基于自腐蚀原理的多孔结构过渡金属(Fe, Co)草酸盐/氧化物一维微纳米阵列电极的可控制备及其电化学储锂性能

Transition metal (Fe, Co) oxalates/oxides are considered as promising anode materials for lithium-ion batteries because of their distinctive properties, such as high lithium storage capacity, low cost and environmental friendship. However, the electrochemical cycle stability of the investigated transition metal oxalates/oxides is relatively poor, and their reversible capacities need to be further improved. In this project, one-dimensional (1D) transition metal (Fe, Co) oxalate crystals micro-nanoarray films are fabricated by the method based on self-corrosion principle, and the subsequent heat treatments lead to the formation of anhydrous oxalates/oxides 1D micro-nanoarray films, and then the lithium storage properties of these anhydrous 1D micro-nanoarray films are probed in detail. The electrode processes and formation mechanisms of the transition metal oxalate crystals 1D micro-nanoarray films fabricated by the method based on self-corrosion principle are explored, and the effects of metal precursor, oxalic acid solution, temperature and immersion time on the micro-nanoarray films are investigated. The key preparative factors are identified, and finally the controllable fabrication of the transition metal oxalate crystals 1D micro-nanoarray films is realized. We try to clarify the effects of heat treatment parameters on the compositions and microstructures of the anhydrous oxalates/oxides 1D micro-nanoarray films. The intrinsic relationship between the lithium storage properties and microstructures of the anhydrous oxalates/oxides 1D micro-nanoarray films needs to be elucidated. It is expected that the effective approaches for improving the lithium storage performance are identified, and the anhydrous oxalates/oxides 1D micro-nanoarray films with superior lithium storage performance can be obtained.

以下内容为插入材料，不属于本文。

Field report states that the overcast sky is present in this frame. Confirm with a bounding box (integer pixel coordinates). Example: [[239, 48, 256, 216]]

过渡金属(Fe, Co)草酸盐/氧化物具有储锂容量大、成本低及环境友好等优异特性, 被视为极具潜力的锂离子电池阳极材料. 但其存在着电化学稳定性较差、实际可逆容量有待于提高等问题. 本项目基于自腐蚀反应原理制备过渡金属(Fe, Co)草酸盐晶体一维微纳米阵列膜, 进一步通过适当的热处理获得无水草酸盐/氧化物一维微纳米阵列膜, 并探究其电化学储锂性能. 系统研究基于自腐蚀反应原理制备过渡金属草酸盐晶体一维微纳米阵列膜的电极过程与成膜机制, 探明金属层的组成与结构、草酸浸蚀液的组成、浸蚀温度及时间等参数对一维微纳米阵列膜结构的影响规律, 明晰膜制备的关键控制因素, 实现过渡金属草酸盐晶体一维微纳米阵列膜的可控制备. 查明热处理条件对过渡金属无水草酸盐/氧化物一维微纳米阵列膜组成及微观结构的影响规律, 揭示这些微纳米阵列膜的储锂性能与微观结构的内在关联, 明晰提高其电化学储锂性能的有效途径.

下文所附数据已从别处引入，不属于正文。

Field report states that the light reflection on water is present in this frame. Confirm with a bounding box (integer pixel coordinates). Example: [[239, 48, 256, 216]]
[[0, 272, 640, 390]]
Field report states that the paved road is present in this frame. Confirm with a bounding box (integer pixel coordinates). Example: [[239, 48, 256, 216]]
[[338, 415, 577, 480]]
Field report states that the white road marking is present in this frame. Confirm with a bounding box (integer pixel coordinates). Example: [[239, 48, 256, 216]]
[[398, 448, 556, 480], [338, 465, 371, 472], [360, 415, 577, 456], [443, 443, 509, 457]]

过渡金属(Fe, Co)草酸盐/氧化物具有储锂容量大、成本低及环境友好等优异特性，被视为极具潜力的锂离子电池阳极材料。本项目系统研究了基于自腐蚀反应原理制备过渡金属草酸盐一维微纳米阵列膜的成膜机制，明晰了膜制备的关键控制因素。查明了热处理条件对过渡金属无水草酸盐/氧化物一维微纳米阵列膜组成及微观结构的影响规律，揭示了这些微纳米阵列膜的储锂性能与微观结构的内在关联，明晰了提高其电化学储锂性能的有效途径。本项目主要获得了如下具有创新性的研究成果。.（1）基于金属铁在草酸溶液中的自腐蚀反应，我们制备了草酸亚铁纳米管阵列电极，提出了其形成机制。在氢气气氛下，对草酸亚铁纳米管阵列膜进行热处理，获得了氧化铁/碳复合纳米管阵列膜。在4A/g的电流密度下恒流充放电500次后，电极的可逆储锂容量为880 mAh/g，表明其具有优异的电化学循环性能。这主要归于其纳米管阵列结构及碳的原位形成。 .（2）基于电沉积钴层在含有尿素溶液中的自腐蚀反应，制备了顶部交叉的四氧化三钴纳米线束阵列膜，提出了四氧化三钴纳米线束阵列膜的形成机制。所制备的四氧化三钴纳米线束阵列膜电极显示了优异的储锂性能。.（3）通过低温溶剂热/水热法制备了CoO微米花和CoO微米球膜电极。两种膜电极均显示了突出的电化学储锂性能。微米花和微米球的分级多孔结构、自支持的膜结构以及高的比表面积是两种膜电极显示增强的电化学储锂性能的主要原因。.（4）采用一种简单的自腐蚀方法，制备了草酸铁微管阵列膜，提出了一种管状材料形成的新机制。对草酸铁微管阵列膜进行热处理，得到了氧化镍微管阵列膜，以其为基体，通过阳极电沉积法制备了MnO2/NiO复合微管阵列膜。与氧化镍微管阵列膜电极相比，MnO2/NiO复合微管阵列膜电极显示了显著增强的电化学储锂性能。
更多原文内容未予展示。